Our least favorite question is “Where are you from?”

Sigh.

There’s no good answer, and few people — even other RV park neighbors — seem comfortable accepting, “Right here for now.”

When I don’t feel like explaining, I say San Antonio, which is the last place we lived in a “real” house before we moved into The Toad. It’s the city we use as a home base for mail and medical, and we’ve got family in town, but we no longer own property or intend to live there again, so it’s not exactly home, but it makes for an expedient answer in a potluck line.

We were two happy kids at the title company, the day we closed on the sale of our Texas house, in March of 2016.

Home is where we can live in our own space but also be tourists

Because we have chosen to make this 5th wheel our only home, and to spend as much time as possible traveling in it, we become both visitors and residents at every stop.

We feel like visitors because we are unfamiliar with the place, and often spend the first few days exploring the area’s most notable museums, parks, restaurants and other tourist attractions.

And we feel like residents because for a week or more, we are living there — sending and receiving packages; doing our grocery shopping, laundry, banking, household and vehicle maintenance; and contributing to the local economy by patronizing independent merchants as often as possible.

Our 2008 Heartland Bighorn at its birthplace in Elkhart, IN, in June 2016

Home is where we’ve lived before

We’re a retired military family, so we’ve got a long list of cities we’ve called home. These places are where our memories are, where friends still live, and they will always be home to us in some way, even if we never plan to live in any of them again.

In fact, you could say that the previous item also applied to our military lifestyle: we lived in various places for anywhere from 18 months to 6 years, never feeling completely like residents, yet taking advantage of each area’s many activities and destinations in fairly short order — like tourists do.

As full-time RV’ers with an empty nest, we are essentially continuing our moving pattern as a military family, only at more frequent intervals, and without having to worry about school districts anymore!

This wooden plaque, our very first RV-warming gift, helps our house-on-wheels feel like home.

Home is where we might want to live someday

With no exact timeline, we are using this lifestyle to find our next permanent residence, and we try to view each RV travel destination with an eye toward future home-worthiness.
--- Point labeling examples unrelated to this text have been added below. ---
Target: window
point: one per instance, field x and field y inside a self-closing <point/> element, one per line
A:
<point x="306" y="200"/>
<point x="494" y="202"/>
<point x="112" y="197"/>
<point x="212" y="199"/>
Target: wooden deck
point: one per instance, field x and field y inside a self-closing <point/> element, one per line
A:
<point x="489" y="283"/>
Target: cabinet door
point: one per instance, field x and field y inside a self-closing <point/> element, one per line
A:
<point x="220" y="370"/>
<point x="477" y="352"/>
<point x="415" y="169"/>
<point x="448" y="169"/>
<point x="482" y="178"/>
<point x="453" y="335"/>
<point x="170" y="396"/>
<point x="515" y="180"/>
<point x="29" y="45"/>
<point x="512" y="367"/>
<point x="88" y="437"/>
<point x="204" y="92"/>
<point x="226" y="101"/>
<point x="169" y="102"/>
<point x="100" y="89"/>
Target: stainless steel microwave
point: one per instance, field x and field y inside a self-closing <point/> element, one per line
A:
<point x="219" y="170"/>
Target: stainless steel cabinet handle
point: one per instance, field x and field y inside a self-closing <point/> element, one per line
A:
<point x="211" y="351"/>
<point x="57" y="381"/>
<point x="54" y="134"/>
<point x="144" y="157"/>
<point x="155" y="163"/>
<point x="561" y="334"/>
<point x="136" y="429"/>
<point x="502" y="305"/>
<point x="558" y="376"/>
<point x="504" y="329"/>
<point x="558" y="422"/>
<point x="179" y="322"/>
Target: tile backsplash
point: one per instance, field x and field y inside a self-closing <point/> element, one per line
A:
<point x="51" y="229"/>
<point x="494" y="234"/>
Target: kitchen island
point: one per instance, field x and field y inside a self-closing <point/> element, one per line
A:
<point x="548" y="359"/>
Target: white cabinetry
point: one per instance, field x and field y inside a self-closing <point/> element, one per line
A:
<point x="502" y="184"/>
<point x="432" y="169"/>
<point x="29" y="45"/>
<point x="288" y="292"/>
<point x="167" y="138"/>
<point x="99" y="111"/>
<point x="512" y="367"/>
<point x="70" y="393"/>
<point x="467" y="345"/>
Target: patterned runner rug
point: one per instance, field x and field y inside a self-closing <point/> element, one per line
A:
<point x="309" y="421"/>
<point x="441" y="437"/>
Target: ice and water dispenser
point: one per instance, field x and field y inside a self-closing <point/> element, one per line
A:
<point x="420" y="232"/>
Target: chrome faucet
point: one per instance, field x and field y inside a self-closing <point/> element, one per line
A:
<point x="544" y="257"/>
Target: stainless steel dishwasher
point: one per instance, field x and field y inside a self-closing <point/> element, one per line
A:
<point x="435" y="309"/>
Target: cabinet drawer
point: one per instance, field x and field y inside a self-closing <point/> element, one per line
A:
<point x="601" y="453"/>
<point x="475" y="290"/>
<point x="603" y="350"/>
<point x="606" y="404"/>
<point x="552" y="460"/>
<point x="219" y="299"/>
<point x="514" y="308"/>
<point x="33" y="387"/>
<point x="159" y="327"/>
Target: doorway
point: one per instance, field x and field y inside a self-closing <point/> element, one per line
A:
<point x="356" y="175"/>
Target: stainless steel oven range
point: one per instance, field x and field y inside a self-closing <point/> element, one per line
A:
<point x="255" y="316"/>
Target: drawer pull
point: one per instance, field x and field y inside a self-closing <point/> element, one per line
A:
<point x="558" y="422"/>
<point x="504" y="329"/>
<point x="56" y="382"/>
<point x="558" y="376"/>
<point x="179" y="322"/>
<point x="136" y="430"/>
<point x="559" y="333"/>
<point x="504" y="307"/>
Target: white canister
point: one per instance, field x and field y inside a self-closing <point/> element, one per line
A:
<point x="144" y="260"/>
We’ve saved several different publications’ lists of “Best Places to Retire,” “Best Small Towns in America,” etc., and this year we plan to spend more time checking out some of those cities, to see for ourselves whether they’d make our list.

Home is where our children visit

This is my favorite one!

Both of our sons (a 21-year-old living in WA, and a 19-year-old living in TX) have taken turns staying with us for brief periods in our house on wheels. Wherever we’re parked can be a home to them, because we can still spend valuable time together as a family. Even in the RV, we make their favorite foods, celebrate birthdays and holidays, play games and watch movies, and sometimes even yell at them to GET OUT OF BED BECAUSE IT’S FREAKIN’ NOON ALREADY! 

Just. like. home.

Both of our sons know their way around a toolbox, so when they visit us in the RV, we put them to work!

(Author’s note: a version of this post appears at Heartland RVs. It is printed here with permission.)